Most hash table implementations guarantee O(1) average case but O(n) maximum case for lookup (where 'n' is the number of keys in the table). But Cuckoo Hashing is described as O(1) maximum. Apparently it achieves this by using two hash functions, and if it gets a collision with one, it uses the alternative one. If it gets collisions with both, it first tries to shuffle items around to make space, but if there are three keys that all hash to the same value with both hash functions, this will fail.
As I understand it, the next approach is to change the hash functions.

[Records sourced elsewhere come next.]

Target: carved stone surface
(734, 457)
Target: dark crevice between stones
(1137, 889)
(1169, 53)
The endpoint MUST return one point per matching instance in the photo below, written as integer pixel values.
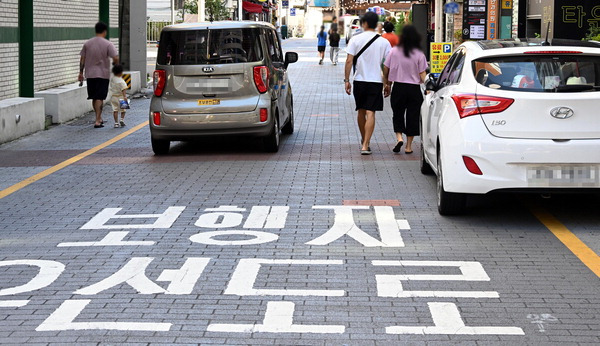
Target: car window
(540, 73)
(201, 47)
(272, 48)
(278, 54)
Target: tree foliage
(400, 22)
(216, 10)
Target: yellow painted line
(18, 186)
(570, 240)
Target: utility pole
(172, 12)
(439, 14)
(201, 10)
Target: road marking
(18, 186)
(279, 318)
(63, 317)
(372, 202)
(447, 321)
(570, 240)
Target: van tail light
(554, 52)
(472, 165)
(264, 115)
(261, 78)
(160, 80)
(472, 104)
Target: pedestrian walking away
(334, 25)
(366, 53)
(321, 44)
(95, 61)
(405, 67)
(334, 46)
(118, 95)
(389, 34)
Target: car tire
(288, 129)
(160, 146)
(449, 203)
(423, 165)
(271, 141)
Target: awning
(251, 7)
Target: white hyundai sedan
(513, 116)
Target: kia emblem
(561, 112)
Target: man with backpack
(366, 53)
(334, 45)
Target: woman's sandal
(398, 146)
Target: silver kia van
(218, 79)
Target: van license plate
(564, 176)
(209, 102)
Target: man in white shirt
(368, 80)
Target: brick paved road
(279, 275)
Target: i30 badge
(562, 112)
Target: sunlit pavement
(222, 243)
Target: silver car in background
(221, 78)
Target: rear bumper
(505, 162)
(188, 135)
(181, 127)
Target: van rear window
(203, 47)
(543, 73)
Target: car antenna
(546, 42)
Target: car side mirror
(431, 83)
(290, 58)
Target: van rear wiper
(575, 88)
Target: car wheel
(288, 129)
(271, 142)
(160, 146)
(423, 165)
(449, 203)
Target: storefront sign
(439, 54)
(451, 8)
(573, 18)
(475, 19)
(492, 19)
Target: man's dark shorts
(368, 95)
(97, 88)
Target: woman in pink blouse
(405, 66)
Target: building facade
(40, 41)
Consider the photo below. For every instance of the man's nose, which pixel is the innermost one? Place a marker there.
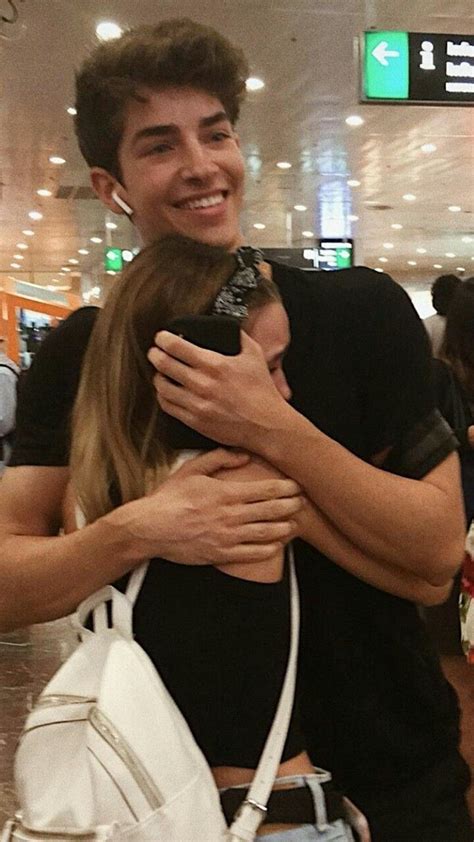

In a type-generic implementation (e.g. this Haskell implementation) the obvious way to do this is to provide an interface that allows a family of hash functions to provided, in this case the
Hashable typeclass, which contains a function
hashWithSalt :: Int -> a -> Int (where
a is the type being hashed). However, this only provides a single
Int parameter and a single
Int output, which is 32-bits * 2 = 64 bits of possible hash and salt, therefore with any values containing more data than 65 bits there will still be potential items which always collide. In a theoretical worst case (e.g. as generated using this code which certainly seems to show O(1) lookup times at least for n <= 50 -- above that, insertion time becomes problematically large for some reason) there could be 'n' items that all collide with all potential hashing functions.
How, therefore, is it possible that the maximum complexity of lookup is O(1)? Is there some implementation trick I haven't grasped that avoids this problem?